A total of 265 patients underwent mesenteric angiography for GI hemorrhage. Superselective embolization of visceral vessels for lower GI hemorrhage was performed in 32 patients (12%) whose median age was 66 years (range: 34–82 years). The group was of similar gender distribution, and the median follow-up was 8 months (range: 1–32 months). Location was the small bowel in 19% and the colon in 81%. The underlying etiologies included diverticular disease (59%), angiodysplasia (19%), ulcers (19%), and malignancy (3%). In 31 patients (97%) technical success was achieved, with immediate cessation of hemorrhage in every case. Clinical success was achieved in 20 patients (63%), all of whom were discharged well with no further intervention. Seven patients rebled, and 9 underwent surgery: 1 for incomplete hemostasis, 4 for rebleeding, 1 for infarcted bowel postembolization, and 3 on the basis of the surgeon’s decision. There were 2 anastomotic leaks; 1 after surgery for postembolization ischemia and 1 after surgery for rebleeding. Overall mortality in this series was 9%. Rebleeding was more likely to occur if the site of bleeding was located in the small bowel compared to the colon (OR: 8.33, 95% CI 1.03–66.67). It was also more likely in patients with a hematocrit level ≤20.0% (OR: 7.52, 95% CI: 1.14–50.00) and a platelets level ≤140 × 109/l (OR: 9.35, 95% CI: 1.36–62.5) just before the procedure.
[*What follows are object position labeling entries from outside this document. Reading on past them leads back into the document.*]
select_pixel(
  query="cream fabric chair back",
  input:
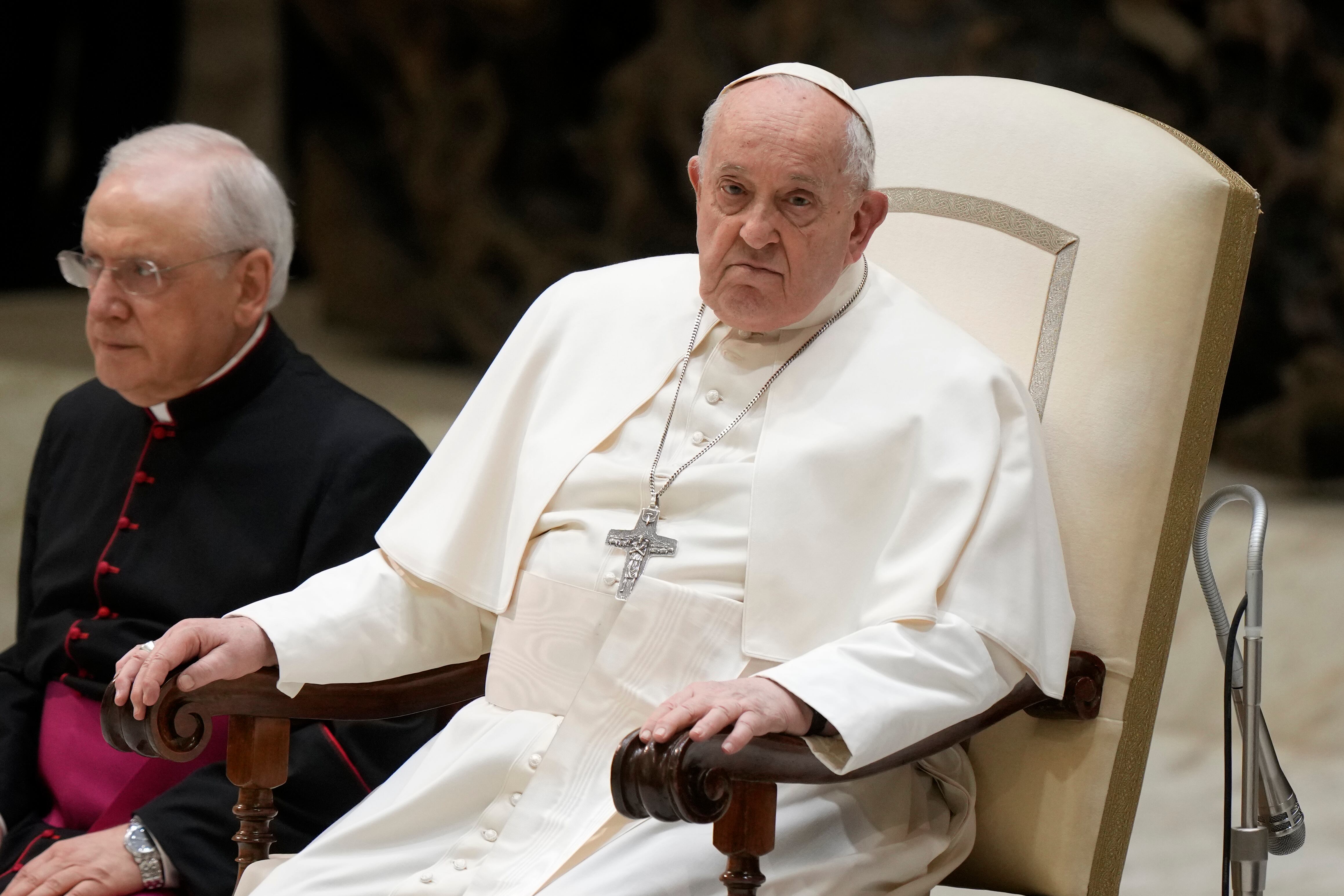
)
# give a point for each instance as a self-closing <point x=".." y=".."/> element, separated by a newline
<point x="1103" y="256"/>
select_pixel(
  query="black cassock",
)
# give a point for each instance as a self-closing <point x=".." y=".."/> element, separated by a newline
<point x="265" y="477"/>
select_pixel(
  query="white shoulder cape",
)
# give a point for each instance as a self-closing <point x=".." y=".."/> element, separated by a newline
<point x="900" y="469"/>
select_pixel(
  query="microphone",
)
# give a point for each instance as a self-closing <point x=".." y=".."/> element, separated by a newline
<point x="1277" y="806"/>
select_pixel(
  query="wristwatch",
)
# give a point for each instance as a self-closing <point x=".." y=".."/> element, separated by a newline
<point x="146" y="855"/>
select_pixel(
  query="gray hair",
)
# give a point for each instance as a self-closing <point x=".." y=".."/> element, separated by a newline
<point x="248" y="207"/>
<point x="861" y="155"/>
Surgical resection was also more likely in patients with a hematocrit level ≤20.0% just before embolization (OR: 12.66, 95% CI: 1.96–83.33), and it appeared to be more likely if the underlying cause was diverticular disease (OR 8.70, 95% CI: 0.93–83.33).
The use of superselective mesenteric embolization for the treatment of lower GI bleeding is highly successful and relatively safe—97% technical success and 3% postembolization ischemia in our series. In 63% of cases it is definitive without any further intervention. Postembolization ischemia and surgery may be associated with a higher risk of anastomotic leak. Greater vigilance must be adopted in treating patients who have active hemorrhage from the small bowel and in those with a hematocrit ≤20.0%.